Ask the students to describe the picture of movie film at the bottom of the optical illusion sheet (pictures connected in a long strip). If available, show the students a sample of movie film or of a film strip. Point out that each frame of the movie film is a still photograph or, in the case of cartoons, a drawing. Point out the holes on the sides of the film. Ask: Why do you think there are holes on the sides of the film? (Accept all answers.) Tell the students that inside a movie projector, wheels with teeth fit into the holes on the sides of the film and pull it past the projection light. The wheels spin so fast that they can pull 24 pictures a second past the light that projects them on the screen. In the movie theater, we see 24 still pictures each second. Ask: If we are watching 24 still pictures a second, why does it look they are moving? (Each picture stays on the retina for part of a second so it blends into the next picture and looks like movement. Our eyes are tricking our brains.) Ask: Do you think movies are an optical illusion? (yes)
Tell the students that more than 100 years ago, before there were movie projectors, children made moving picture toys called thaumatropes (THAW-ma-tropes). Write this word on the board. Tell the students that thauma is the Greek word for wonder. Trope is the Greek word for turning. Thaumatrope means turning wonder. Show the students the thaumatrope you have made.

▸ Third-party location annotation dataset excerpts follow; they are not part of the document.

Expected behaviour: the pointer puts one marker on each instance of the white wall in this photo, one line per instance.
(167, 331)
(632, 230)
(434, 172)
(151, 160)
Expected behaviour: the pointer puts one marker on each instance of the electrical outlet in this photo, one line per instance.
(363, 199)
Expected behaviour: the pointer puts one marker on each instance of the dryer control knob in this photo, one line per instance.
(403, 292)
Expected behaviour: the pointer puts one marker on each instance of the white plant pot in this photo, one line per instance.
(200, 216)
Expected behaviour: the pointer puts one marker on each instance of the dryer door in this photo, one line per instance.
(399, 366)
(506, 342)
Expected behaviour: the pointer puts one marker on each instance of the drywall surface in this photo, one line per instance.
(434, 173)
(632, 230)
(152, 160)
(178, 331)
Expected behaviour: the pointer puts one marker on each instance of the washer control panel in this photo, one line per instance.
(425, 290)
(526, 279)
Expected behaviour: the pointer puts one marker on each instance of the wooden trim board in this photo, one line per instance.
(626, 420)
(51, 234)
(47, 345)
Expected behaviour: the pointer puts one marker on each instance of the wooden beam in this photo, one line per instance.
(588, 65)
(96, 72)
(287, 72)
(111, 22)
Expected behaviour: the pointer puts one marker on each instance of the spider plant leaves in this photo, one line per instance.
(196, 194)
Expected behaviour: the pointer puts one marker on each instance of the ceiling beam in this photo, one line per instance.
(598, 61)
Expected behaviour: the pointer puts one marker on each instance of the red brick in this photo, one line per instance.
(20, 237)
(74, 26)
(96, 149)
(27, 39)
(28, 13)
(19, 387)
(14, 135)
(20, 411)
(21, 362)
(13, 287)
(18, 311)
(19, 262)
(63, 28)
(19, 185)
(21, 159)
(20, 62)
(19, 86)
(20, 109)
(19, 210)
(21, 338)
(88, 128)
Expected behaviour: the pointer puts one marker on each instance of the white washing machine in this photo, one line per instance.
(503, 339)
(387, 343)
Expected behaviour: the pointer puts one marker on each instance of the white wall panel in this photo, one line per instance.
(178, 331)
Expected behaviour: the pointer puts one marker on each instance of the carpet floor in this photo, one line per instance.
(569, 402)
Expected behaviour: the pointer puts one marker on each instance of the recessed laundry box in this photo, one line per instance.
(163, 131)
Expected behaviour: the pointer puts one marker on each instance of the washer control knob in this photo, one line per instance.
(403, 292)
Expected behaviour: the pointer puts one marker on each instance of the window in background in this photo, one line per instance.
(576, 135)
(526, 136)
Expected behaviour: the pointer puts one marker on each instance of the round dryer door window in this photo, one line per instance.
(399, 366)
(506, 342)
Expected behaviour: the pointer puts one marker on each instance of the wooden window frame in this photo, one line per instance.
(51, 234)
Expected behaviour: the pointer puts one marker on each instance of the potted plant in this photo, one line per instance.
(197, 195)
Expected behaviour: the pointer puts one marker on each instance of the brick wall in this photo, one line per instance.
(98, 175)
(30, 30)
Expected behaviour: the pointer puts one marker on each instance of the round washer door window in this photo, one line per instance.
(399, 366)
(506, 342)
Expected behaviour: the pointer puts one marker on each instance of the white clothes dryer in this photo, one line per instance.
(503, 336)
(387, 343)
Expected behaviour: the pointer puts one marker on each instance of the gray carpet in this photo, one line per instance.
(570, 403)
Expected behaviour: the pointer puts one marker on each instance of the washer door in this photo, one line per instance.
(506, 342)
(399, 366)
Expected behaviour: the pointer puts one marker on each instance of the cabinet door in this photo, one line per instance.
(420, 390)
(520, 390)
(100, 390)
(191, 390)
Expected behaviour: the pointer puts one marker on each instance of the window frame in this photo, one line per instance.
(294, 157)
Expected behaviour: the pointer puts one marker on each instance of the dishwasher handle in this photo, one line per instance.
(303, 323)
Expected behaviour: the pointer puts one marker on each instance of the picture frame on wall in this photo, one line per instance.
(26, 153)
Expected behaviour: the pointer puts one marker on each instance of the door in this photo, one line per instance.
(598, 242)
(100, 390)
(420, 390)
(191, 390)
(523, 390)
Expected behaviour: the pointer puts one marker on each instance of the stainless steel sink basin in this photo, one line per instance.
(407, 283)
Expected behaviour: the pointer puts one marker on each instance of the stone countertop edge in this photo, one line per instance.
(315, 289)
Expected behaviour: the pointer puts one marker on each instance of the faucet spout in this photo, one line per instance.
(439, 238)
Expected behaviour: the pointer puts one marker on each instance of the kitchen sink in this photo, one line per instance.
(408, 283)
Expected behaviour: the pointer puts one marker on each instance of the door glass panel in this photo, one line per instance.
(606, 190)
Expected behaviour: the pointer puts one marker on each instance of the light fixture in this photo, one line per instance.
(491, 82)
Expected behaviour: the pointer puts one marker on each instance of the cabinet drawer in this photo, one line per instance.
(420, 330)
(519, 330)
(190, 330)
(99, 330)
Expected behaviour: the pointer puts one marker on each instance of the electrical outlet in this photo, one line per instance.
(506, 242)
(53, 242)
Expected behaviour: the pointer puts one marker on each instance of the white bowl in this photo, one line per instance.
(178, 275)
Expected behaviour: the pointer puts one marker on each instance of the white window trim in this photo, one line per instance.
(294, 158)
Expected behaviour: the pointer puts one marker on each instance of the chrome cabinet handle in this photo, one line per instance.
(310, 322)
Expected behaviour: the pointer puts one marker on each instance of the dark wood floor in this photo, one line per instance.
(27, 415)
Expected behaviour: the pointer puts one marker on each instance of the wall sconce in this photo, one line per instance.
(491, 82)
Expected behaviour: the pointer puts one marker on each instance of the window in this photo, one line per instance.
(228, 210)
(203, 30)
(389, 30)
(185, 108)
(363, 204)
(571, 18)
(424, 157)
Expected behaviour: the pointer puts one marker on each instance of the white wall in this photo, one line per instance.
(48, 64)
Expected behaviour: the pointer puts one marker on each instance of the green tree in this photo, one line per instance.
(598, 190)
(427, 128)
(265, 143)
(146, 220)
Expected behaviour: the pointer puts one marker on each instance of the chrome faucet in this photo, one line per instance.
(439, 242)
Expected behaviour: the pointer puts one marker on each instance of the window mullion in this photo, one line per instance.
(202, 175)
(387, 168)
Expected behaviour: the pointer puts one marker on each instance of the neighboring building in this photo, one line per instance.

Show them the two pictures and then demonstrate how the turning wonder works. Ask: What do you see when I spin the thaumatrope? (The two pictures blend together into one.) Ask: Is this an optical illusion? Are our eyes fooling our brains? (yes) Tell the students that children used to make collections of thaumatropes with all kinds of pictures. Some had a wild animal on one side and a cage on the other, or a frog on one side and a pond on the other, or the ocean on one side and a sea monster on the other. Distribute materials and have students create their own
thaumatropes.

Possible Field Trip
A behind-the-scenes look at a local movie theater might be arranged by calling the theater manager. Ask if the students might get a peek at the projection booth and see film reels and samples of movie film.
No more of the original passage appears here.